カメラ単体で水深10mまで対応できる優れた防水性能を搭載。過酷なアウトドアシーンやスポーツでも気兼ねなく使用できます。

360度カメラのおすすめモデル|半天球

コダック(Kodak) PIXPRO SP360

コダック(Kodak) PIXPRO SP360

アウトドアシーンにも活用できる、コスパの優れた半天球360度アクションカメラです。雨や砂埃のなかでも使用できるIP65相当の防塵・防水性能や、-10℃でも動作が可能な耐低温性能など、優れた耐候性を持っているのが特徴。別売りの防水ケースを装着すれば水深60mまで潜れるので、スキューバダイビングの撮影にも重宝します。

動画の記録解像度はフルHD 30fpsと控えめですが、安い価格で気軽に入手できるのが魅力です。撮影機能が充実しているのもポイント。タイムラプス撮影のほか、動く被写体が視界に入ると自動で録画を開始する「動体検知」や、カード容量が一杯になった場合に上書きして録画を続ける「ループ録画」などが搭載されています。

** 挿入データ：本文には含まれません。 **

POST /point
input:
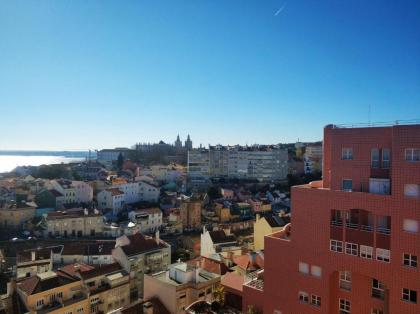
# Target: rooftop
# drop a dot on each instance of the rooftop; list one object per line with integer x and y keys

コダック(Kodak) PIXPRO SP360 4K

コダック(Kodak) PIXPRO SP360 4K

4K記録に対応した半天球360度アクションカメラです。基本的なスペックや撮影機能はフルHDモデルのSP 360とほぼ同じですが、4K解像度で最大55分の長時間撮影が可能になったのが特徴。スポーツやアクティビティ中の刻々と変化する風景を彩り豊かに記録できます。

スマホや別売りのリストバンド型リモコンから遠隔操作が可能。撮影映像を確認しながら録画ができ、SNSへの投稿もリアルタイムで行えます。さらに、UVCに準拠しているので、USBケーブルでPCと接続すればビデオチャット時のWebカメラとしても活用が可能です。